Veröffentlicht: 31.05.2025

Bus
Siem Reap → Phnom Penh
Kambodscha
Unterkunft
richtig tolles Hostel
Hostel · Siem Reap
Attraktion
Angkor Wat
Siem Reap, Kambodscha
Attraktion
Tempelstätten in Siem Reap
Siem Reap, Kambodscha
Sehenswert
Night Market
Siem Reap, Kambodscha
Unterkunft
nettes Hotel mit Pool
Hotel · Phnom Penh
Essen
Pizza
$ · Abendessen
Essen
Schokokuchen
$ · Abendessen

Endlich melde ich mich wieder aus Kambodscha, ich war am Wochenende in Siem Reap, der Stadt neben dem Ankor Wat und habe mir die schönen Tempelstätten angeguckt. Dafür mussten wir mit dem Sleeper Bus 8 Stunden in den Norden von Kambodscha fahren und sind dann in ein richtig tolles Hostel eingecheckt.


Dort konnte ich das erste Mal seit einer Woche ein bisschen durchatmen, denn die Zeit hier macht mir gerade echt zu schaffen.

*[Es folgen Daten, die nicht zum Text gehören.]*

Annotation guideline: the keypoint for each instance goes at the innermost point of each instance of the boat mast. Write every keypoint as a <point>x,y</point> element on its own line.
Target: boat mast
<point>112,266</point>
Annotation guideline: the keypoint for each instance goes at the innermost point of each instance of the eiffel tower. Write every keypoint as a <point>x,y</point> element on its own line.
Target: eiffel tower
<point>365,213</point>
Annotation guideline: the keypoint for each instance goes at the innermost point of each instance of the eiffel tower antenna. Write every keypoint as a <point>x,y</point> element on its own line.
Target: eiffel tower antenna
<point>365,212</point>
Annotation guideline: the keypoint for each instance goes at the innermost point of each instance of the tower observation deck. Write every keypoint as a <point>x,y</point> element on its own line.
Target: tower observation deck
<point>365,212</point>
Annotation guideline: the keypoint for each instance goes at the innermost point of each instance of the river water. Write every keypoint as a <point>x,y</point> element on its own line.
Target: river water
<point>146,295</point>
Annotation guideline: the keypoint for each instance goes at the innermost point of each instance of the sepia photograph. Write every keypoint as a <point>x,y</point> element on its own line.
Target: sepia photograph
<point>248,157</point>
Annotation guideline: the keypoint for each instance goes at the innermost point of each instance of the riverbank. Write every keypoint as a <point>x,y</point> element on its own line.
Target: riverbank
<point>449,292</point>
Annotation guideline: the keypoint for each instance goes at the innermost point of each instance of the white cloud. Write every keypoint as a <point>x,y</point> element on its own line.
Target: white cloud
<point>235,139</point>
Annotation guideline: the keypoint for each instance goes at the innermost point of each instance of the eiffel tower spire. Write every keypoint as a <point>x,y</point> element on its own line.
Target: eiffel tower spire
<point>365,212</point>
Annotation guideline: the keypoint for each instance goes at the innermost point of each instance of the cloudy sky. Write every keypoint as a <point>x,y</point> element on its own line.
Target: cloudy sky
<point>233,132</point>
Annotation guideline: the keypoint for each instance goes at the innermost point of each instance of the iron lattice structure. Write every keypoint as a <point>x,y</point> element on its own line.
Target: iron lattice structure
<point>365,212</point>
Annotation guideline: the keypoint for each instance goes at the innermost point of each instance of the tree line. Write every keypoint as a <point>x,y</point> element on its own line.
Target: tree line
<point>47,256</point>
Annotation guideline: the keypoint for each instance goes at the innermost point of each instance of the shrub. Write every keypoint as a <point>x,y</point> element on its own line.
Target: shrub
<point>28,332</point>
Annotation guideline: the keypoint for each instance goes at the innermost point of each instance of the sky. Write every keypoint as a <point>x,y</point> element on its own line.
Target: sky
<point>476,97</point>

Ich weiß, dass es dazugehört, auf Reisen auch unschöne Erfahrung zu machen, aber gerade bin ich sehr am hadern. Die existenzielle Armut, in der die Menschen hier leben, ist kein Einzelfall, sondern überall hier so. Alle Menschen hier sind so arm, dass es kaum zum Leben reicht und jeden Tag bekommt man mehr davon mit. Wir bekommen Geschichten erzählt, dass die Kinder auf die Felder geschickt werden, um Frösche zu fangen, um überhaupt etwas zu essen zu haben. Oft spielen Krankheiten eine Riesen Rolle und dabei könnte man ihnen mit einen paar Medikamenten helfen. Eine Erkältung ist hier lebensgefährlich. 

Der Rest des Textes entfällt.